# UFC 59: Reality Check



## Andrew Green (Feb 22, 2006)

On April 15, UFC comes to California for the first time when "UFC 59: Reality Check" goes live from the Arrowhead Pond of Anaheim! Tito Ortiz returns to the Octagon for one of the most important fights of his career when he takes on "The Ultimate Fighter" superstar Forrest Griffin in a Light Heavyweight battle. Also on the card, the rematch between Andre Arlovski and Tim Sylvia for the heavyweight title...Fight  Card


----------



## 7starmantis (Feb 22, 2006)

I'm really looking forward to this one! I'm not a huge Forrest Griffin fan, but I really hate Tito, so it should be interesting to watch. I hope Arlovski at least gives us somethin entertaining to watch when he beats down Sylvia!

7sm


----------



## MJS (Feb 22, 2006)

Looks like a great line-up!! I'm looking forward to that one!  Looking at the fighters, it'll be a hard one to call.

Mike


----------



## Cujo (Feb 23, 2006)

Looks like a great fight night, but I would not want to be Sylvia!
I'm also a fan of anyone fighting Tito.
Pax
Cujo


----------



## DavidCC (Feb 24, 2006)

If Forrest wins, can he take Ortiz's spot on the next season of TUF?  Please?!


----------



## Andrew Green (Feb 24, 2006)

I agree!

I don't get it, I really don't.  Doesn't matter where I look it seems very difficult to find any Tito fans anymore.  Yet he keeps getting pushed into the spotlight...

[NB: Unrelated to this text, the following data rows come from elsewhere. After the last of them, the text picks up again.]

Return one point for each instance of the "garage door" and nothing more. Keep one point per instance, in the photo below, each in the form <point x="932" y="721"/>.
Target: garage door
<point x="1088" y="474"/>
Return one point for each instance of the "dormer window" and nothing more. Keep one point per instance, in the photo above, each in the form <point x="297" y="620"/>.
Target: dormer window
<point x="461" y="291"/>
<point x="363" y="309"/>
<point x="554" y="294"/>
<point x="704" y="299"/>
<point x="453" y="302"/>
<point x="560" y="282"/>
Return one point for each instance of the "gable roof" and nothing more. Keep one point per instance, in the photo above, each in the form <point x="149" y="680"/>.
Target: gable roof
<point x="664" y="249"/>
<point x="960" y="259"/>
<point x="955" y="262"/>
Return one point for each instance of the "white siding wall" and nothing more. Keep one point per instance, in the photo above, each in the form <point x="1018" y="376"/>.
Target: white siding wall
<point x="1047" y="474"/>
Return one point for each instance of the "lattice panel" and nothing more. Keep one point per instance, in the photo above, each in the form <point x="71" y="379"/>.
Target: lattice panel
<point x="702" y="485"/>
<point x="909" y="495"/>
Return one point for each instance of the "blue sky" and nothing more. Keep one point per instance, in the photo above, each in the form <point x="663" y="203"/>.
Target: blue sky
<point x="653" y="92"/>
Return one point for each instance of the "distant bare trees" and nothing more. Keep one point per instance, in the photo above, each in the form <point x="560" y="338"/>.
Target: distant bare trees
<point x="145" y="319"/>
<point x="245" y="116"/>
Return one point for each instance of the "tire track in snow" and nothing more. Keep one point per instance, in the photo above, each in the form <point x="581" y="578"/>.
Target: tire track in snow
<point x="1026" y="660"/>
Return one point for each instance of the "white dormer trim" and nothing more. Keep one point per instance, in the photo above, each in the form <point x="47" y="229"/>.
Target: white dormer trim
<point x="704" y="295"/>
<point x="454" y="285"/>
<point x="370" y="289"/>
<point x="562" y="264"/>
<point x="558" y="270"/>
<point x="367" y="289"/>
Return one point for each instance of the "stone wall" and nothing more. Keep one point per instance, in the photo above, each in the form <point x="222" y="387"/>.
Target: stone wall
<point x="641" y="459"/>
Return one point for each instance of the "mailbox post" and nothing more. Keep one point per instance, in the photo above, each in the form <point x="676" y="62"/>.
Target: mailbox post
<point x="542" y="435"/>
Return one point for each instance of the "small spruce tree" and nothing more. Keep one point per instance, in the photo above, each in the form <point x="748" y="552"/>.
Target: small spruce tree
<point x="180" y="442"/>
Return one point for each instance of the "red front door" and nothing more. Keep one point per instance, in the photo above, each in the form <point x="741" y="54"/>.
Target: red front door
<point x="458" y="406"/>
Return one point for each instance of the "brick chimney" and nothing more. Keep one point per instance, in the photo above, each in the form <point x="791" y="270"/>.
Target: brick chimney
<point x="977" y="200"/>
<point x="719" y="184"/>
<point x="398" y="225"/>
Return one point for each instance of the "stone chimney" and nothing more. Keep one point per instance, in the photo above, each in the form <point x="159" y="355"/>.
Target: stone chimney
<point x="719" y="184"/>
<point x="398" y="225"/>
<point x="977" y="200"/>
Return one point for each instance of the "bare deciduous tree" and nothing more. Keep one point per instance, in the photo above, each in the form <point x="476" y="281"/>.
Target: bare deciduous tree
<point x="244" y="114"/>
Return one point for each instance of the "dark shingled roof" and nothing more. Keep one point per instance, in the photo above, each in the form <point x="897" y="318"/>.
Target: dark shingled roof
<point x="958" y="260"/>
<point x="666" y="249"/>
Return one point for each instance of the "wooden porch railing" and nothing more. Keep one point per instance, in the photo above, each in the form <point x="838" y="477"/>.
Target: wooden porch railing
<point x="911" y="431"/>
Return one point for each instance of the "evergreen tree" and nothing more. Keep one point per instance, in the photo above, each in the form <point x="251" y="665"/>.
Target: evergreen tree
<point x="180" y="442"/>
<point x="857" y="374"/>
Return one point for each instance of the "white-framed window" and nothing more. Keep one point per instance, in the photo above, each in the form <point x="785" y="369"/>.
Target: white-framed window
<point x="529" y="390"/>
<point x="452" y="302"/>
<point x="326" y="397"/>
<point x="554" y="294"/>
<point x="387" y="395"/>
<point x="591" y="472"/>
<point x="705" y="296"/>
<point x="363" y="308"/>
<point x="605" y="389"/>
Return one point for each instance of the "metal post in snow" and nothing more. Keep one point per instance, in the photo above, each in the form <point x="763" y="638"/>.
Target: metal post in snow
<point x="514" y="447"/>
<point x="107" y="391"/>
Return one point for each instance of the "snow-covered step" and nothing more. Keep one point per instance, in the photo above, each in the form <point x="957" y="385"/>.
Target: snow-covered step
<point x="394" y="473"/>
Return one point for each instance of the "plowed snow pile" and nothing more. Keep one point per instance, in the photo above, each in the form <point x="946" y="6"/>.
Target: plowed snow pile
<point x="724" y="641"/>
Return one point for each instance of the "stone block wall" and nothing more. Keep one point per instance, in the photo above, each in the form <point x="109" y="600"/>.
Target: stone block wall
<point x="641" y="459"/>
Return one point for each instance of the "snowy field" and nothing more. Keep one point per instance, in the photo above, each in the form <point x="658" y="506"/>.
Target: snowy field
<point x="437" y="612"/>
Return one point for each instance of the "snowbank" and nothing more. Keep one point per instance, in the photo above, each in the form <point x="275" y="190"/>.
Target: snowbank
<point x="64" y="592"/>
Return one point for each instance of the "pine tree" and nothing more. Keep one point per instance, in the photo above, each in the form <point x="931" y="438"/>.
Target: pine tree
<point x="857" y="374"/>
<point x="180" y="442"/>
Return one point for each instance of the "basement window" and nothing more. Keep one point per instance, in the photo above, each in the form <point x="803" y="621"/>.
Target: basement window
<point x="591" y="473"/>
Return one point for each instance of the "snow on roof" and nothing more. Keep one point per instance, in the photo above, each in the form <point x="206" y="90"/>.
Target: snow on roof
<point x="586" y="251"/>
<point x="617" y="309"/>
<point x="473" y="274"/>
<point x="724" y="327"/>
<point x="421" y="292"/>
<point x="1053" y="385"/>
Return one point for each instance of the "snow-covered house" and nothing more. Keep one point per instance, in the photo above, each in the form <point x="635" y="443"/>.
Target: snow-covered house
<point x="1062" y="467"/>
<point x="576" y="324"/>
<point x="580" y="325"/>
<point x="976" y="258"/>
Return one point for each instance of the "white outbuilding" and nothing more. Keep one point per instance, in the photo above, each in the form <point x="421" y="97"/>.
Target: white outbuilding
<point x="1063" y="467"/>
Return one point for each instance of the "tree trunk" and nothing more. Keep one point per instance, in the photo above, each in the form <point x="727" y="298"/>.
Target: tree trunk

My understanding is that his contract guarantees him a title shot too, so even if Forest beats him he gets to fight Chuck for the Title at some point.

Truthfully, I'd be ok with Forest beating him, followed by Chuck beating him and a grand finale of Ken Shamrock beating him.


----------



## 7starmantis (Feb 26, 2006)

Its good for ratings. There will allways be those people who like the *******s, and all the other people who dont will need someone to dislike...thus Tito's career keeps moving along.

7sm


----------